At the 8-year follow-up, the fatigue and breathlessness led to a CT scan of the chest, abdomen, and pelvis, explains Brufsky. This examination identified pulmonary metastases, the largest of which was 2 cm. Additionally, multiple liver metastases were noted, with the largest measuring approximately 4 cm. However, liver function testing was normal. A liver biopsy confirmed estrogen receptor-positive disease that was also HER2-positive by FISH with a ratio of approximately 2.3, Brufsky notes.
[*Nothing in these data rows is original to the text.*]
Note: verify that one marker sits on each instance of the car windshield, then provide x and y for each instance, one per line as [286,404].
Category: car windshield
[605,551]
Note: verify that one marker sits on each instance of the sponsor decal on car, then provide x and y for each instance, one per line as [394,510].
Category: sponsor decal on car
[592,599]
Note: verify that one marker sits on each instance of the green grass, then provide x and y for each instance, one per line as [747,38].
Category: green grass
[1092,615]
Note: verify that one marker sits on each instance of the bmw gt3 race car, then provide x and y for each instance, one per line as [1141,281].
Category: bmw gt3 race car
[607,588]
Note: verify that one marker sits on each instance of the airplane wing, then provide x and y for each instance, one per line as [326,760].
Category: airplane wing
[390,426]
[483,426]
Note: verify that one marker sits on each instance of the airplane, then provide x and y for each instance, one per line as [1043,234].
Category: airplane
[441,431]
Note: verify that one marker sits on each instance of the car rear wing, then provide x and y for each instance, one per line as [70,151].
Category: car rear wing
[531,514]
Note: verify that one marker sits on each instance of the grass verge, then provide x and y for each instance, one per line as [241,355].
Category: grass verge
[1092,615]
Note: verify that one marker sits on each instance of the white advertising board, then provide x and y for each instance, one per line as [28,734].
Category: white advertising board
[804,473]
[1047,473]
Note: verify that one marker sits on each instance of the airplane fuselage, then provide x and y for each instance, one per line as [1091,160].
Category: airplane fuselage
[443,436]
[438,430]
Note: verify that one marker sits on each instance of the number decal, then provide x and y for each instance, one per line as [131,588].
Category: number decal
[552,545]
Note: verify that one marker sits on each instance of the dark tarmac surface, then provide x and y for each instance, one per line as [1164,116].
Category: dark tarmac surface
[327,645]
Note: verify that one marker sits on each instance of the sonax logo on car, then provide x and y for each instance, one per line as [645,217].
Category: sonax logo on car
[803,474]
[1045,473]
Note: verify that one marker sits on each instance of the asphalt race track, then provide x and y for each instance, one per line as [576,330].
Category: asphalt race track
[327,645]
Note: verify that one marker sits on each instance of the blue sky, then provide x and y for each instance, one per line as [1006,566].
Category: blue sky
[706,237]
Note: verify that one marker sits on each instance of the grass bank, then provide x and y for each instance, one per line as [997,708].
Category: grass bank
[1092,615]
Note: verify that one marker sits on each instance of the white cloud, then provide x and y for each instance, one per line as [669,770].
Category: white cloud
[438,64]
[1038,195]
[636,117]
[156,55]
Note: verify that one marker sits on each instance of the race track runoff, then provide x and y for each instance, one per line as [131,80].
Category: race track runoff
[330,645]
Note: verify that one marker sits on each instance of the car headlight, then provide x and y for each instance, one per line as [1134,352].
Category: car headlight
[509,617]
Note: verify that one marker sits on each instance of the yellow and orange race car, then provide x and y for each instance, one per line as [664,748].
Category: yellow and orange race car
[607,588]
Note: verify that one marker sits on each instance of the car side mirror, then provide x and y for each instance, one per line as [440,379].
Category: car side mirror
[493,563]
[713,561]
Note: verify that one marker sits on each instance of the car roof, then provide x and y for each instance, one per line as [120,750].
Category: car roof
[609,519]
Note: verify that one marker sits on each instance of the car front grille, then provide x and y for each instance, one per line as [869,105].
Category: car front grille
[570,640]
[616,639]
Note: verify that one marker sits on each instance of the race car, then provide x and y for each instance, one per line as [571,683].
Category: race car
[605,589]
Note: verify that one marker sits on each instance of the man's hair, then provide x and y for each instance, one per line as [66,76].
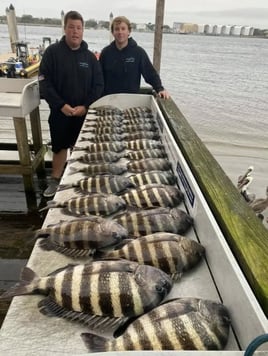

Assessing disease burden and symptoms is the first step in the frontline setting for a patient with metastatic breast cancer that is both ER and HER2-positive, believes Sara Hurvitz, MD. In this case, the patient presents with an indolent tumor and may benefit from treatment with the combination of a hormonal and HER2-targeted agent. As a result, Hurvitz recommends the administration of a taxane with pertuzumab and trastuzumab in the frontline setting for 6 cycles or until a response reduces symptoms. After this point, treatment can be transitioned to HER2-targeted therapies alone with the potential to add an endocrine therapy.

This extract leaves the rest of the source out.